Published 25 Oct 2022 in cs.SE

Abstract: Automated Program Repair (APR) aims to help developers automatically patch software bugs. However, current state-of-the-art traditional and learning-based APR techniques face the problem of limited patch variety, failing to fix complicated bugs. This is mainly due to the reliance on bug-fixing datasets to craft fix templates or directly predict potential patches. Large Pre-Trained LLMs (PLMs), trained using billions of text/code tokens, can potentially help avoid this issue. Very recently, researchers have directly leveraged PLMs for APR without relying on any bug-fixing datasets. Meanwhile, such existing work either failed to include state-of-the-art PLMs or was not evaluated on realistic datasets. In this work, we perform the first extensive study on directly applying PLMs for APR. We select 9 recent state-of-the-art PLMs, including both generative and infilling models, ranging from 125M to 20B in size. We designed 3 different repair settings to evaluate the different ways we can use PLMs to generate patches. We apply the PLMs under these repair settings on 5 datasets across 3 different languages and compare different PLMs in the number of bugs fixed, generation speed and compilation rate. Our study demonstrates that directly applying state-of-the-art PLMs can already substantially outperform all existing APR techniques on all our datasets.
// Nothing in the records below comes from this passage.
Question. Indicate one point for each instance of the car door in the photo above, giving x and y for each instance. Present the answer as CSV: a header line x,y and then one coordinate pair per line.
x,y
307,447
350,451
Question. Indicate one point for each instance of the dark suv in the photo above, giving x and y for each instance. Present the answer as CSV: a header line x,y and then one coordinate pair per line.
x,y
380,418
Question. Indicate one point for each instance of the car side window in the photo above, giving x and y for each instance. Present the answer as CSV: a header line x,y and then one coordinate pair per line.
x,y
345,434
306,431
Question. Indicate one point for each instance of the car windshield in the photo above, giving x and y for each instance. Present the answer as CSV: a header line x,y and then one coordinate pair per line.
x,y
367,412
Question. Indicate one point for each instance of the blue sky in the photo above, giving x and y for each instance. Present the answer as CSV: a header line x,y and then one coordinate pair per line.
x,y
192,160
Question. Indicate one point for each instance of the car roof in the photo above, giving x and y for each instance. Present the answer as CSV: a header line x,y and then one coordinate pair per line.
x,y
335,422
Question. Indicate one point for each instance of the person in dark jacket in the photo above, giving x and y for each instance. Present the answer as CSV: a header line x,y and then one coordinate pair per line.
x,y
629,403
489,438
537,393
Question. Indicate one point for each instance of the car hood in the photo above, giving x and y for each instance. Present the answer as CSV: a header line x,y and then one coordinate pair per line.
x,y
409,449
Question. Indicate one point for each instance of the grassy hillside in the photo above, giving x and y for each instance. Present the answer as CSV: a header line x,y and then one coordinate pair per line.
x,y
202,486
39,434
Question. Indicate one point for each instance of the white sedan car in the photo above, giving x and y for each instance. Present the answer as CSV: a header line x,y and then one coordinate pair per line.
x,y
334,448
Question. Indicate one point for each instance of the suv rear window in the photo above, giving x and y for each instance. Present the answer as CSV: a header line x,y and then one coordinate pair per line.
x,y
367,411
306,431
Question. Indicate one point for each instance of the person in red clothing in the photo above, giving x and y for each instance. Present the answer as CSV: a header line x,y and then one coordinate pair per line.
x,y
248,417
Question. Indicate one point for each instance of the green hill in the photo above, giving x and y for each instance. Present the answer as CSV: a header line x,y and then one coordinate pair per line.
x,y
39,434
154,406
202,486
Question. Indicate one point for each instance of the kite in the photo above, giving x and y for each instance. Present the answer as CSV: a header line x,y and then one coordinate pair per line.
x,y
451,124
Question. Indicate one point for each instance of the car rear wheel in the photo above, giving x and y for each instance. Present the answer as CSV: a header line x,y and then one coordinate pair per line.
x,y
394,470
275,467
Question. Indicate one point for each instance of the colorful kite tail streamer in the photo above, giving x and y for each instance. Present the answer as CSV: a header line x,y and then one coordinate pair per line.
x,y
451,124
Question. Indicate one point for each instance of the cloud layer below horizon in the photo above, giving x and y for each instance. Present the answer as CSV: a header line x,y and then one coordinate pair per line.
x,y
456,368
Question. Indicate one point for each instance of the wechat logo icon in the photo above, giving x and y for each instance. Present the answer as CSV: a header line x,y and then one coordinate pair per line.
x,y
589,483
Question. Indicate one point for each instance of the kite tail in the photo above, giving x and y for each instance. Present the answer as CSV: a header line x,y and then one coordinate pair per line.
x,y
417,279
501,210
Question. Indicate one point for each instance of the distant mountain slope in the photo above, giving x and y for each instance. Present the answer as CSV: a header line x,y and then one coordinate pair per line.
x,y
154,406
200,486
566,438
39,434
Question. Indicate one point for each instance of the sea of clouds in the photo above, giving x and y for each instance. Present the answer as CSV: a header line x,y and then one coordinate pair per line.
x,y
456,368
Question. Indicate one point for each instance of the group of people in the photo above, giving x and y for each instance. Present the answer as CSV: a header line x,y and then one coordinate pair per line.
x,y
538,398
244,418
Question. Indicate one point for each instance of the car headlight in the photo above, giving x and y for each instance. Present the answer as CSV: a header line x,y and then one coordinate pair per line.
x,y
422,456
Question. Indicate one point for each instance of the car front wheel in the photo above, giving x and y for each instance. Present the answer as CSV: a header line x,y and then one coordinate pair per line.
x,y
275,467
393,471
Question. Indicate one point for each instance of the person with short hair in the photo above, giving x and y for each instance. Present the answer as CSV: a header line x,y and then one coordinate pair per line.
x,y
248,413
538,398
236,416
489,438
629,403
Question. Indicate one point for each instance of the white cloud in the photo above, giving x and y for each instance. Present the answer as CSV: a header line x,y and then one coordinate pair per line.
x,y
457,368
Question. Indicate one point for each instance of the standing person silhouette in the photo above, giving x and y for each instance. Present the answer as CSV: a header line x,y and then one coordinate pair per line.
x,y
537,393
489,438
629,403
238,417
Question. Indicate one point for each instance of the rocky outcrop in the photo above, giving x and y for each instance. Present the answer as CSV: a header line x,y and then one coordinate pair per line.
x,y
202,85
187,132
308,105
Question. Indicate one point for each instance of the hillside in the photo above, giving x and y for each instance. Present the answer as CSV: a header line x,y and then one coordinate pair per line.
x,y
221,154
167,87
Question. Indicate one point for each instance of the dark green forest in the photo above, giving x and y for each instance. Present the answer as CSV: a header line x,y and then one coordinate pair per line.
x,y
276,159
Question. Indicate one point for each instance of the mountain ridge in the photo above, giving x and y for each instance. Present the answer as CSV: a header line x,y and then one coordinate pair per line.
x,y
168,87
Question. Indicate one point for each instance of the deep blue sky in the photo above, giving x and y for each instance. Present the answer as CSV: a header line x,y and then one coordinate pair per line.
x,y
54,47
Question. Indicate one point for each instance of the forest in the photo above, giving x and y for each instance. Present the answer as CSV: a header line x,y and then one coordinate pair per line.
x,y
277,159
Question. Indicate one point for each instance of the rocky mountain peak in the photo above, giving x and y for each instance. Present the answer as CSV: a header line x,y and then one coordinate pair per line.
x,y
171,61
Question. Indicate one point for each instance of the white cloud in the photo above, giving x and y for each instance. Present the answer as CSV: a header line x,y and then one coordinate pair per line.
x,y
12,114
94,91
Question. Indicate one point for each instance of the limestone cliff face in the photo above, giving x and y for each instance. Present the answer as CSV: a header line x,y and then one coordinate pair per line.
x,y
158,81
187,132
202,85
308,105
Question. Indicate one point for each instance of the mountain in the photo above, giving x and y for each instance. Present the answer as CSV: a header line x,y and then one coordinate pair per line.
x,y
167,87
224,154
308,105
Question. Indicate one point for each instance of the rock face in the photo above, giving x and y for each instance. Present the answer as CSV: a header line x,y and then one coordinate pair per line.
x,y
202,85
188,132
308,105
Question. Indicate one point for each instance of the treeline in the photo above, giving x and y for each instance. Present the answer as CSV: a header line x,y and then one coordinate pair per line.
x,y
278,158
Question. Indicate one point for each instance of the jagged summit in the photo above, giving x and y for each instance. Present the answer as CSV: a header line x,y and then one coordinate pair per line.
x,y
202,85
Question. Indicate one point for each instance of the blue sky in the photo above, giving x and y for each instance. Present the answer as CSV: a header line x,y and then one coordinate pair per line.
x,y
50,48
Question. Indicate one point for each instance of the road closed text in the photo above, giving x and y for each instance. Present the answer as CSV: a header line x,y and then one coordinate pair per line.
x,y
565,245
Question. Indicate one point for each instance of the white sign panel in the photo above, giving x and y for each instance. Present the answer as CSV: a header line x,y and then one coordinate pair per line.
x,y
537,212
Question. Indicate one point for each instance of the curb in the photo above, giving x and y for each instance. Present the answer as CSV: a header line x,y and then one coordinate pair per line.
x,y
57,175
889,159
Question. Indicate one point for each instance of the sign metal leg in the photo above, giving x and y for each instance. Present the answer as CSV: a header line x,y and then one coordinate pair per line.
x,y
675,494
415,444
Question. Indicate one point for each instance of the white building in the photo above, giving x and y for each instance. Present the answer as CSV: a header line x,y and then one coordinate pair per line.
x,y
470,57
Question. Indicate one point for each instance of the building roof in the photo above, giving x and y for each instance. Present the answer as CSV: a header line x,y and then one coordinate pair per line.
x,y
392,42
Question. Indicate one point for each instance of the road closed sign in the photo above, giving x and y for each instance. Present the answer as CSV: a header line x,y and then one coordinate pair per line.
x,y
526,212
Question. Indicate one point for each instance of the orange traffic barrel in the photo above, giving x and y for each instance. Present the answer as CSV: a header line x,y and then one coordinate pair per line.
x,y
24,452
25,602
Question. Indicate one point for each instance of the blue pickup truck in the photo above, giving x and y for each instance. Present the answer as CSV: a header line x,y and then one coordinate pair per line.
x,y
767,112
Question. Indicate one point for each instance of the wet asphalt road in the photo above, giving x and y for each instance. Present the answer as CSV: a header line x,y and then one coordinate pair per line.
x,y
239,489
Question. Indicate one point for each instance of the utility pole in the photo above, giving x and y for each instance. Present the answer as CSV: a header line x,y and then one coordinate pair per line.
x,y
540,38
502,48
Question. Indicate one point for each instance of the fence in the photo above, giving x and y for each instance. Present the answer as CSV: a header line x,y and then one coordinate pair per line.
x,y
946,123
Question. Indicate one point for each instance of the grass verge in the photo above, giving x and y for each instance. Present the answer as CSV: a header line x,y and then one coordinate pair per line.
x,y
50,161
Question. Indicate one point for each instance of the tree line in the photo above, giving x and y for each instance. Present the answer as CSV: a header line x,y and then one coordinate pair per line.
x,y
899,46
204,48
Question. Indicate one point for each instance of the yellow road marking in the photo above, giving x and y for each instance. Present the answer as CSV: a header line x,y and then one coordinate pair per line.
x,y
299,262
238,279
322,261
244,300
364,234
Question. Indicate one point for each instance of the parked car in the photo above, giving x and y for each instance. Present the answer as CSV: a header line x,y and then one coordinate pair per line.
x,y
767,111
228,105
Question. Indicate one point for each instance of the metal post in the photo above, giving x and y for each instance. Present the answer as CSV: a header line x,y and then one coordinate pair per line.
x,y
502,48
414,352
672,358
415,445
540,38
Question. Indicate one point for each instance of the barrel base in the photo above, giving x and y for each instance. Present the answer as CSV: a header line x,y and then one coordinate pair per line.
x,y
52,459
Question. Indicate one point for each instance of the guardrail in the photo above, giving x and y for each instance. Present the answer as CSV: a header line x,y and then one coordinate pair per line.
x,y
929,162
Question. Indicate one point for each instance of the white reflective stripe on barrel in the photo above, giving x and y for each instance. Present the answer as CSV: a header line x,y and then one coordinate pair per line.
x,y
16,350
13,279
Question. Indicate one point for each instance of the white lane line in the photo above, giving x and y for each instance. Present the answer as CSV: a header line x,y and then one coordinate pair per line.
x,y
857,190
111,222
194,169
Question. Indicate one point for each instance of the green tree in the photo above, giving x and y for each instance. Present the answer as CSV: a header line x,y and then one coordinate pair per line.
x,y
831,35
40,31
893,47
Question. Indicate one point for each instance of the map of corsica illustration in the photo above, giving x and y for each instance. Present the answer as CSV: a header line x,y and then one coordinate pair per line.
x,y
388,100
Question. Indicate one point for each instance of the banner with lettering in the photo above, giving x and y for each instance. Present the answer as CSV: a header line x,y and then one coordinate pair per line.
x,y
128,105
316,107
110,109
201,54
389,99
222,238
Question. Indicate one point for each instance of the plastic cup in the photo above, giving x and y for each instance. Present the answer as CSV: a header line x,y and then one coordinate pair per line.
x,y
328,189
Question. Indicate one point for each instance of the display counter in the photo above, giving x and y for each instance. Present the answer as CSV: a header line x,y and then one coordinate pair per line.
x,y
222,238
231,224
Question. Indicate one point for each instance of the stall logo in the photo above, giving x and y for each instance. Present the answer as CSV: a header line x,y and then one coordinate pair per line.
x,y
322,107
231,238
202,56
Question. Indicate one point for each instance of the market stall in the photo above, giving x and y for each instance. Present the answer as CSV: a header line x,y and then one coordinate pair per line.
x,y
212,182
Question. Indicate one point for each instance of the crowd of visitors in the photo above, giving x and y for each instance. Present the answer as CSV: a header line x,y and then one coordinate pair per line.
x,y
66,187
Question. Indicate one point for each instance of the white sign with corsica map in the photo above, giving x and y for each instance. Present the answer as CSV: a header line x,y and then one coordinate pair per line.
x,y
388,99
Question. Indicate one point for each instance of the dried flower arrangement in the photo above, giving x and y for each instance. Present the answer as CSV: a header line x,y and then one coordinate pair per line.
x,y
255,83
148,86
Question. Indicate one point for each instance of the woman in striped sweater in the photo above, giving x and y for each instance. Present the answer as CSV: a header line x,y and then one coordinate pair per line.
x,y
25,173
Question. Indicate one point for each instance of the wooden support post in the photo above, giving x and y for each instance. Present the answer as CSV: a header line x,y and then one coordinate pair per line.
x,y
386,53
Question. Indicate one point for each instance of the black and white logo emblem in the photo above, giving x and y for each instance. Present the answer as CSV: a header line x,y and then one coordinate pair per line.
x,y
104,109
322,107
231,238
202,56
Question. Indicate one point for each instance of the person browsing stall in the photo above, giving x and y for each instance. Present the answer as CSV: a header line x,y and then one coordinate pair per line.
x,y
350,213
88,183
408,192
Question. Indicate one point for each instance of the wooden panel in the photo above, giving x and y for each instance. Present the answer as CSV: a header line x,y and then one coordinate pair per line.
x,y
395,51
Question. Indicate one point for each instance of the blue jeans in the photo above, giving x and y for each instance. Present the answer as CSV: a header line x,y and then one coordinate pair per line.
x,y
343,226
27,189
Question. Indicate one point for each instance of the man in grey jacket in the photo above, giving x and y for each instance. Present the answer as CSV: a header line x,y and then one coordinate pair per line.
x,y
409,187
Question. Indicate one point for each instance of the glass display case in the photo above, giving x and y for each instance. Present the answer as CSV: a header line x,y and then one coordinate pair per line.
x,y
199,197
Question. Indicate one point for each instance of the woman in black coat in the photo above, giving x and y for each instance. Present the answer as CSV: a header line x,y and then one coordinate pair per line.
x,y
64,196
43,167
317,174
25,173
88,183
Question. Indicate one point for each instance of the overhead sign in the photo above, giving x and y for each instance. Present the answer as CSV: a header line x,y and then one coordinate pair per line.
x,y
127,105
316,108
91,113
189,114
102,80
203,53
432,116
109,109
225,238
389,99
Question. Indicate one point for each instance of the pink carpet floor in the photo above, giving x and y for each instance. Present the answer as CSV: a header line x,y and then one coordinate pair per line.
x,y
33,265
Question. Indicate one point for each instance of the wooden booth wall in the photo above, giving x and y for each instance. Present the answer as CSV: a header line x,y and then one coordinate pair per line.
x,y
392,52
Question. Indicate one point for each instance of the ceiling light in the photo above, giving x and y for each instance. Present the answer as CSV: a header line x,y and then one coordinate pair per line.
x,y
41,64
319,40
Among the studied PLMs, the scaling effect exists for APR where larger models tend to achieve better performance. Also, we show for the first time that suffix code after the buggy line (adopted in infilling-style APR) is important in not only generating more fixes but more patches with higher compilation rate. Besides patch generation, the PLMs consider correct patches to be more natural than other ones, and can even be leveraged for effective patch ranking or patch correctness checking.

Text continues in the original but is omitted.